As the questions of who's not fat enough and who's too fat circle around for yet another pass, I find myself fighting my own 'divided = conquered' issues. Not quite comfortable with the idea that BODY Acceptance and FAT Acceptance might not always be the same thing. It has been a discussion we've had before and, personally, I've always had a problem with the implications of internal segregation. This movement however, like most organisms, is evolving and the possible interpretations of what Body / Size / Fat Acceptance means must evolve with it. So, perhaps now, these are distinctions we should start working to define. And this might well be a good place to start.

Muzak Therapy:
Billy Corgan / Mina Loy (M.O.H.)


  1. The debate over fuckyeahchubbyfashion, was about that tumblr in particuar. That tumblr, does not stand for FA as a whole. At all.

    I'm a little exhausted from all of this stuff coming up over and over again.

  2. Yeah, I know the FYCF dustup seems to be isolated to that particular stream but the Inbetweenie argument has popped up, pretty much, all over Tumblr.

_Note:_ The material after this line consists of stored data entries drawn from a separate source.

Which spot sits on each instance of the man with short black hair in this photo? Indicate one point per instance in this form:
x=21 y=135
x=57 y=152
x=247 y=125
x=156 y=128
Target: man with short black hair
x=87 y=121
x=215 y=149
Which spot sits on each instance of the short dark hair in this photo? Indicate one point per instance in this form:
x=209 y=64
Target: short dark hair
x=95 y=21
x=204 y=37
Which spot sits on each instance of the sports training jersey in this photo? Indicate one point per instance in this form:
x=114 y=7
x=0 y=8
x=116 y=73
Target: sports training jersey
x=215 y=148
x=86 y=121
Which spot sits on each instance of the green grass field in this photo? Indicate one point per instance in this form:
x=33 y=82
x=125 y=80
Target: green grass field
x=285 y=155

    I've noticed that one of the main aspects of this kind of microblogging is that it is fast. Ideas, trends, memes, anything can pop up long enough to cause a stir but then most things tend to get drowned out by the next wave. Does anything really last long enough for most people to really think about what their reading? Does any of it make an indelible impression? I don't know.

    No, what happens on Tumblr doesn't represent ALL of F/A. But then, neither does the Fatosphere, really. No one place or person does. But the 'Sphere can be said to be the loudest, most prolific, and possibly most powerful in terms of influence. The one thing the Fatopshere HASN'T seemed to be able to do of late, is expose a WHOLE LOT of people to the messages of Fat Acceptance. Yeah, initially, the Fatosphere fairly exploded into general conciseness, causing all kinds of commotion. But it seems to have plateaued. While Tumblr seems to be attracting all kinds of new people, new questions, new thoughts, new insights. Unfortunately along with them come repetitions of the same old arguments.

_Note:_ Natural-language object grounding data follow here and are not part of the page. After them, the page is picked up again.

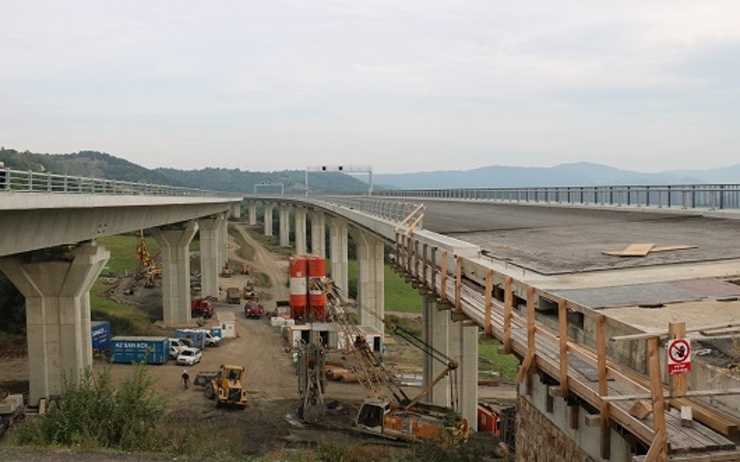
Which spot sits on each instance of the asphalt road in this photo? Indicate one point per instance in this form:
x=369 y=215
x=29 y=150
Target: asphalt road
x=559 y=240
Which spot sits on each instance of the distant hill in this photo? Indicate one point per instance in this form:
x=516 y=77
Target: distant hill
x=577 y=174
x=235 y=180
x=84 y=163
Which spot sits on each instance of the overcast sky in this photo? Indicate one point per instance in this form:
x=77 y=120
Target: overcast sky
x=400 y=85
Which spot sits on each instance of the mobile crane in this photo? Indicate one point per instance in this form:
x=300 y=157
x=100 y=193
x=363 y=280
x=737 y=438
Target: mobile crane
x=391 y=413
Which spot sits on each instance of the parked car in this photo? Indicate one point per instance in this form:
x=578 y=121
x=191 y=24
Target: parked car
x=189 y=356
x=212 y=340
x=254 y=309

    And, yeah, it is exhausting. Maddeningly frustrating, and overwhelmingly irritating. However, 'Those who do not learn from history, are bound to repeat it'.

    It can make for a pretty good mantra sometimes.

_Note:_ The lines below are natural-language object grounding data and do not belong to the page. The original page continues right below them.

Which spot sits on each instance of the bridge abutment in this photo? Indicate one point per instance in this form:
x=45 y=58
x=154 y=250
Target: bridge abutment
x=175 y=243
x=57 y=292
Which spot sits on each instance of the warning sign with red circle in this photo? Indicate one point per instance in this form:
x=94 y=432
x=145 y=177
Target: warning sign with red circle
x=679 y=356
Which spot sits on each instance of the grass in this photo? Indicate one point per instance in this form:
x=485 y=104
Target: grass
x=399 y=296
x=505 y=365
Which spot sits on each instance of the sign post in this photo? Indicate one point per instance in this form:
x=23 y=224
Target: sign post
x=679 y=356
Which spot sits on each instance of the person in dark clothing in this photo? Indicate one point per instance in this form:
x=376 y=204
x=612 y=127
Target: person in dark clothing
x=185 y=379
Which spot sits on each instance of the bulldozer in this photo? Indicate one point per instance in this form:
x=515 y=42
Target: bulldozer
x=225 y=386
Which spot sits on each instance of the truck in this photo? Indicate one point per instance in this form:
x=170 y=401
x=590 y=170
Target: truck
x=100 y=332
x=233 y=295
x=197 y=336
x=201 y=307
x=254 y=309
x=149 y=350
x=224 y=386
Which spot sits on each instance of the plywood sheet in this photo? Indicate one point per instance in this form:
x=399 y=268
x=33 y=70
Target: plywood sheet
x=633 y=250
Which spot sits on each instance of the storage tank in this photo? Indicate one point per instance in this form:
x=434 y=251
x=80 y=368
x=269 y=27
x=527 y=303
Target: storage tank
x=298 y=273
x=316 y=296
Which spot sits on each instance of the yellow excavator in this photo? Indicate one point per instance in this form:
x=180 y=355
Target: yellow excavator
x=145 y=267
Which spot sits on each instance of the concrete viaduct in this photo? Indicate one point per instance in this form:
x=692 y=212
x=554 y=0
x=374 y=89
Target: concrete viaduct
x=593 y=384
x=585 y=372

  3. I don't know though. I'm thinking part of the repitition is the fact that new people are discovering FA all the time. 101 conversations come up constantly because new people are encountering fat acceptance as a concept for the first time. FA is still a really radical idea, it has virtually no support in the mainstream.
    I see the same arguments come up over and over again that were essentially resolved three years ago on shapely prose BUT that blog is down, and there are all these new people may have never heard of it.

  4. Agreed with silentbeep. Btw, just randomly stumbled onto your blog through Google Alert. Hi :)

  5. @silentbeep-
    Oh I agree, totally. Unfortunately the 101 is an artifact of the blogosphere. Even if Tumblr HAD the facility for 101's I doubt, seriously, if anybody would take the time to even peruse them. The reaction times are just too, damn, fast. Tumblr has been great for widebanding the concept of FA and it may make for a great primer or Intro, but I think it lacks the depth for real understanding. Would be cool if there was some kind of 'Read My Blog' pointer option on reblogs or posts but who knows if there's a real desire for that? Or maybe those who blog / know a bit more about FA can post ref's (Shapley Prose IS still up as archive). But, bottom line? N00b faux pas will always be just part of the discovery process and Tumblr may never be slow enough for deep discussion. I just posted something unrelated to FA today that was probably old news as of three days ago (Read: ancient history) so maybe I'm just too old and slow for the current social media. I mean, Ivan barely keep up with my twitter acct. Now it's time for a nap. And maybe I'll blog this Tumblr thing-a-ma-bob later.

    Hey, thanks for the comment and welcome.